What is said can have a huge effect on expectation. Even casual estimates, for example, can be perceived as promises as the reference point is established.
Everything you communicate to a customer, from personal conversations to company adverts and even logos, can have an effect on how they perceive you, your products and consequently how much they might reasonably pay for your products and services. For example if a customer visited you, was made to wait in an untidy area, was not properly listened to, and experienced a problematic presentation, then all of these communications would lead them to assess you and your offering as poor. As a consequence, the price where they would be tempted to buy from you would decrease at every failure point. The reverse is true as clear communications and positive experience leads to higher price expectation and acceptance.
Your customers probably listen to your competitors as well as you, and what they say (including about you and your products) will have an effect on their price expectations. For example, competitors may well create a comparative table that contrasts their offerings with those from you and other competitors in the marketplace. Of course, this will make your competitors look good and their products good value, and may well undermine your communications. You need to understand this if you are to change the mind of your customers to be more interested in your products and more ready to pay your price.

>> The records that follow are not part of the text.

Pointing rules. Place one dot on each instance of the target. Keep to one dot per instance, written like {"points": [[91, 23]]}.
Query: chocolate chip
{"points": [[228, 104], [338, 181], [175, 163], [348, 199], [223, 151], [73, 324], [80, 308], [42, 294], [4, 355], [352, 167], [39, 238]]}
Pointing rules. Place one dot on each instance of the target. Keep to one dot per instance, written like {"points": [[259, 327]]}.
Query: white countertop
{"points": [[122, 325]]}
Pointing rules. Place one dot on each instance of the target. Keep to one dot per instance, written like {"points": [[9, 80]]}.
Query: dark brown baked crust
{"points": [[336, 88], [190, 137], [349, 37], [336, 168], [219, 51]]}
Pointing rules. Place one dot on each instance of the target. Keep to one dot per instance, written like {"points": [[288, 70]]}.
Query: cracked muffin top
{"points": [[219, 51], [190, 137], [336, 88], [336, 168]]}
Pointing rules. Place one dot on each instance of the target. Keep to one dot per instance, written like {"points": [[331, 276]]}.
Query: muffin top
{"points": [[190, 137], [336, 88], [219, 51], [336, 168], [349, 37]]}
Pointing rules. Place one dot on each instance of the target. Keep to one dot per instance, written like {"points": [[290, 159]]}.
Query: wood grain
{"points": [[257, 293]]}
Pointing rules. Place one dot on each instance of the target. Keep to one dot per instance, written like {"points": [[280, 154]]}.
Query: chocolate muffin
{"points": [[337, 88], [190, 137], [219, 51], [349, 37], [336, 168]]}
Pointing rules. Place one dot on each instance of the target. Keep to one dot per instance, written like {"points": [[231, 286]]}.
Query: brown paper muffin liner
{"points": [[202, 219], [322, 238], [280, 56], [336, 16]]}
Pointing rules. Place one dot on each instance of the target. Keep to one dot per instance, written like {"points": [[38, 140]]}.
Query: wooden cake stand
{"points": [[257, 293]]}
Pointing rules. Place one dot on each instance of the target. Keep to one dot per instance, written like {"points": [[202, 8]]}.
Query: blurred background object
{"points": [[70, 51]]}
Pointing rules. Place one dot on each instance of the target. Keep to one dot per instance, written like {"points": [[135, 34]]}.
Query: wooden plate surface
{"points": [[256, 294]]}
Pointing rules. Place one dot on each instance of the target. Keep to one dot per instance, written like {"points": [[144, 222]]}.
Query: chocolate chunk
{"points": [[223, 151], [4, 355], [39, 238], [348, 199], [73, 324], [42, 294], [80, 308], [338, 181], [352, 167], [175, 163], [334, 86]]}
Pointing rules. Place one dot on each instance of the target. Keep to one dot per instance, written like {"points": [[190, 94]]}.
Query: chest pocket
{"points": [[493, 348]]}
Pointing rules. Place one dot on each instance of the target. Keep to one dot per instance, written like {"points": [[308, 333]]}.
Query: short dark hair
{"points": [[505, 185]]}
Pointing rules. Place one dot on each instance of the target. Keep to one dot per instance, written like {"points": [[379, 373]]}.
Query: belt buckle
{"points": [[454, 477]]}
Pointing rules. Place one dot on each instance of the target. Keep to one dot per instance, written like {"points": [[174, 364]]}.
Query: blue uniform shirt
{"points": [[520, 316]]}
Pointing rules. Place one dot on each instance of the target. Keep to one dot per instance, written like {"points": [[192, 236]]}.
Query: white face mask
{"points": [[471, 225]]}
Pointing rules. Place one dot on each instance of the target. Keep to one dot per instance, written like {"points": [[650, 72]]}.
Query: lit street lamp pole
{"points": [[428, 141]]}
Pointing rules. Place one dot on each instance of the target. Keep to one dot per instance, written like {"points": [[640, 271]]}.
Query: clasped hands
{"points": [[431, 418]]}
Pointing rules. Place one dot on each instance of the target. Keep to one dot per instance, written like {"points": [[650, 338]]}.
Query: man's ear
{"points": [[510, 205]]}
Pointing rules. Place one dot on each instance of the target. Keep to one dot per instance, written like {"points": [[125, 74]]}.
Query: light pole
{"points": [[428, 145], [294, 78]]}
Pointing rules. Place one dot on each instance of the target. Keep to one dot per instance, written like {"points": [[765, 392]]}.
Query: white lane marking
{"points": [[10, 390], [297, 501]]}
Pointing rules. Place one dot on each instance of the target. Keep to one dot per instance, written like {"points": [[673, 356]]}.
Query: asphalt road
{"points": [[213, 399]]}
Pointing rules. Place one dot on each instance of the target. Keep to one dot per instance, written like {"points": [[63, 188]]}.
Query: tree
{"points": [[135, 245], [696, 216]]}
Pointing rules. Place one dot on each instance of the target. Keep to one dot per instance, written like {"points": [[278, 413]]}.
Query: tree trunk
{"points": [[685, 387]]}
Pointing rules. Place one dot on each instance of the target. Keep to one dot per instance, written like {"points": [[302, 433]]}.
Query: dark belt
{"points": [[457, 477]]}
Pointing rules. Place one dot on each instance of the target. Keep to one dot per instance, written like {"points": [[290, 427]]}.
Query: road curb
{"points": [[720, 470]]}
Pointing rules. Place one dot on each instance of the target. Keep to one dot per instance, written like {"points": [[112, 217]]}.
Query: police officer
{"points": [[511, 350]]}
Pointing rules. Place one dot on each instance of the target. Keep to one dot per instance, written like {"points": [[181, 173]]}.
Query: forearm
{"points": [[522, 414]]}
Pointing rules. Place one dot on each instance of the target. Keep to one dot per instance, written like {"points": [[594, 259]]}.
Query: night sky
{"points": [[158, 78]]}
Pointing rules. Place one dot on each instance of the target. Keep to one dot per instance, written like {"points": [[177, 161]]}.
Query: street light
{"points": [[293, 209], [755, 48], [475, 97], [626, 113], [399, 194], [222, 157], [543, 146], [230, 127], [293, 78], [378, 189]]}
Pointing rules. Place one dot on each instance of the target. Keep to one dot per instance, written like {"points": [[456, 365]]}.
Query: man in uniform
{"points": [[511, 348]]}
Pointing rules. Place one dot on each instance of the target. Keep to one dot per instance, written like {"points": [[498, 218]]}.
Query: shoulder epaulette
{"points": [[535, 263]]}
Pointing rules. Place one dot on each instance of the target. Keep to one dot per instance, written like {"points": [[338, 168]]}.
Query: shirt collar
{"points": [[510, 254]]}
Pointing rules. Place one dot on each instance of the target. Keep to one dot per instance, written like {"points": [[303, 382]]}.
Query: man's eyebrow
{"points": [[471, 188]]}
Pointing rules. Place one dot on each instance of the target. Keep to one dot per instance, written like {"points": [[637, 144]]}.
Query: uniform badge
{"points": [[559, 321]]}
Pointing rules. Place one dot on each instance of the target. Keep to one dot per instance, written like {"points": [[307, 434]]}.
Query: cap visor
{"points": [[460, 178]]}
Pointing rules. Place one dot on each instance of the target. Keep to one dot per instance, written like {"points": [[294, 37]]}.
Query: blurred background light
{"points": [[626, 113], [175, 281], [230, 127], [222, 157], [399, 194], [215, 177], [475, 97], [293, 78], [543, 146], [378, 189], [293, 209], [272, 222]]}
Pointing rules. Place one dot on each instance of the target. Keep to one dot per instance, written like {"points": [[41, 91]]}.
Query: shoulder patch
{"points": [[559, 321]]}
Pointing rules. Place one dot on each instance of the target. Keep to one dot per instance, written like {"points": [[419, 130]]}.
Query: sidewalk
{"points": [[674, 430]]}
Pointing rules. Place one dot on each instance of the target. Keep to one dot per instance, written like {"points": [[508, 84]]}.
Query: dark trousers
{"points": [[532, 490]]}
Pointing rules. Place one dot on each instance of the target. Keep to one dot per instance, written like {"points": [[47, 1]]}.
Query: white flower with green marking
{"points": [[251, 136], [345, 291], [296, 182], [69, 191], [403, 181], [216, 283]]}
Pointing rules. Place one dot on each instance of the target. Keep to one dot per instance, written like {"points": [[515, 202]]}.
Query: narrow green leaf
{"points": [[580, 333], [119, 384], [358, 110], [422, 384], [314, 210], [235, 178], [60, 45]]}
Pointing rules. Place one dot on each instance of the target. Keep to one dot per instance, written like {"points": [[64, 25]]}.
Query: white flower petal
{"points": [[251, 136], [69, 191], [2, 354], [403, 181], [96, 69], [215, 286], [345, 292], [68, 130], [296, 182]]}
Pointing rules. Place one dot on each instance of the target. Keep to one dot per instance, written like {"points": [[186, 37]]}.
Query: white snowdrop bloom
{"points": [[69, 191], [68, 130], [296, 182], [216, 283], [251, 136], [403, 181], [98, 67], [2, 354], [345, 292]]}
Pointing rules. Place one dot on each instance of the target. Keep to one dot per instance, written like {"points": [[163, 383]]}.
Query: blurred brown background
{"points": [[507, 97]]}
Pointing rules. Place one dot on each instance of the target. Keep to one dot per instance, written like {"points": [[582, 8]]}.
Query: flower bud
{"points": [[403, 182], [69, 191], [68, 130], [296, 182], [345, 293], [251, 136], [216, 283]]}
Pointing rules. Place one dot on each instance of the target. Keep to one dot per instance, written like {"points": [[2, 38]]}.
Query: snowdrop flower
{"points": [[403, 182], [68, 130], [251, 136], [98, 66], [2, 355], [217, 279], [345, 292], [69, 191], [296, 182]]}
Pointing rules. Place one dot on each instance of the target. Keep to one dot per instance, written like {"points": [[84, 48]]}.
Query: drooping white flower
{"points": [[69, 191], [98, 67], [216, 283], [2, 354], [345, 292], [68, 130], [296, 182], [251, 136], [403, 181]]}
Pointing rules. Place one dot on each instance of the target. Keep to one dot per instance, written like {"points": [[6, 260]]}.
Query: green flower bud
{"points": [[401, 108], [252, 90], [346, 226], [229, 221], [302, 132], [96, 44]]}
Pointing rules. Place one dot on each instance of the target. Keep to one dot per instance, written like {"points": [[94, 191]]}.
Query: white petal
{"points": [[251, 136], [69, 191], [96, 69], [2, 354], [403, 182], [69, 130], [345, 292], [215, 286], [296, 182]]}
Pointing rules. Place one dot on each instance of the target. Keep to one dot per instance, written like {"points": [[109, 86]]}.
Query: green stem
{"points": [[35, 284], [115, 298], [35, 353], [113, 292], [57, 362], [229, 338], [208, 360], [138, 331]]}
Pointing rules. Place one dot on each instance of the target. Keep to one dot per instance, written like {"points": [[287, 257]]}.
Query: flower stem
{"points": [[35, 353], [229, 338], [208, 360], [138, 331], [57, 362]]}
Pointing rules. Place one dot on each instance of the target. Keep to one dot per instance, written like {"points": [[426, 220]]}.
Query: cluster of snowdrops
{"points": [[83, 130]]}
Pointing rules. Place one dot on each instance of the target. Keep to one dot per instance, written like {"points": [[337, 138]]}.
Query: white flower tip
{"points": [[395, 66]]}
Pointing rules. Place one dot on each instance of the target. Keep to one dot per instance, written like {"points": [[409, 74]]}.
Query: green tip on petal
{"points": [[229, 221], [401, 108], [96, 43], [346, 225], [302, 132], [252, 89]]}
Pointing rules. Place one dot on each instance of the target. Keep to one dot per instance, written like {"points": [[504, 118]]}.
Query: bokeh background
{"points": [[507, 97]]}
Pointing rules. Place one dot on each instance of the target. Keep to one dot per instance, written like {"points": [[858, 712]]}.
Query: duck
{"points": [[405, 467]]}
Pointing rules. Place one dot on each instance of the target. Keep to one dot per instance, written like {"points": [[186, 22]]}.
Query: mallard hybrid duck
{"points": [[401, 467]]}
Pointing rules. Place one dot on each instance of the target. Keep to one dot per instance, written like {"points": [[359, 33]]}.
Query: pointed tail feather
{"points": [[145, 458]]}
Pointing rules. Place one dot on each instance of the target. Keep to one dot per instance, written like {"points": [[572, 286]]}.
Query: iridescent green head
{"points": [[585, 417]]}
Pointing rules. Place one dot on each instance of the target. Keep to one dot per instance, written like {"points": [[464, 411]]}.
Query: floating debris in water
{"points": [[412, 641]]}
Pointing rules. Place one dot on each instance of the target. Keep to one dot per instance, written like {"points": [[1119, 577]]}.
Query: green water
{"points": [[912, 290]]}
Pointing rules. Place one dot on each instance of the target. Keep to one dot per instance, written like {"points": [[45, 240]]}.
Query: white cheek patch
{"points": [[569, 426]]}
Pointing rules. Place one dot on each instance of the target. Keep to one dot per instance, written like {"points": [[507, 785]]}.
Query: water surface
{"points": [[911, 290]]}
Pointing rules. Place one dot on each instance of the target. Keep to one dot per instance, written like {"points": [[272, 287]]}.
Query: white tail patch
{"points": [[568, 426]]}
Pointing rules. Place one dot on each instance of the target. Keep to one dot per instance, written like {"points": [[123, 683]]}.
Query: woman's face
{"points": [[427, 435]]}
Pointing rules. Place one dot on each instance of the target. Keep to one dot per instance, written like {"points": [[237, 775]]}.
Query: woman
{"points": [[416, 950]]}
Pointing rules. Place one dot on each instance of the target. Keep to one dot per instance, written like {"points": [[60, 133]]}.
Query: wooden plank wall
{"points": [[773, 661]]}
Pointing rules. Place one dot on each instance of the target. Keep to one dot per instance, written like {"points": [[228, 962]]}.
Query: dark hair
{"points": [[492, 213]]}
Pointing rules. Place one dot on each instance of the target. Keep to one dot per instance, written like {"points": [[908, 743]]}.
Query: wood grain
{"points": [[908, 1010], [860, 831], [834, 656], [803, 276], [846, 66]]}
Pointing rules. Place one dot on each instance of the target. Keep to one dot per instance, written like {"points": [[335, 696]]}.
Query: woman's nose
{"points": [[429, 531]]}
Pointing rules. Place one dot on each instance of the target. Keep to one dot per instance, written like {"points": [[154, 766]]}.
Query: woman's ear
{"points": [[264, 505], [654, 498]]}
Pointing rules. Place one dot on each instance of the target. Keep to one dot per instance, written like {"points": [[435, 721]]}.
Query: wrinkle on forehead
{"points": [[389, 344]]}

As well as listening, customers will often do their own research, especially when buying more expensive and important items. Again, you should do similar research so you can respond to customer concerns and perceptions.
Third party information
Information about products and pricing may well be available from third parties and other people. Industry pundits and analysts may offer views. Magazines and consultants may help. Even colleagues from professional institutes and friends from the past might offer their views.
One of the benefits of the internet is the huge availability of data, including websites that are dedicated to price comparison. Careful customers research carefully and may even access histories and past versions of websites where they can see price changes over time. This research again will affect their product and price expectations.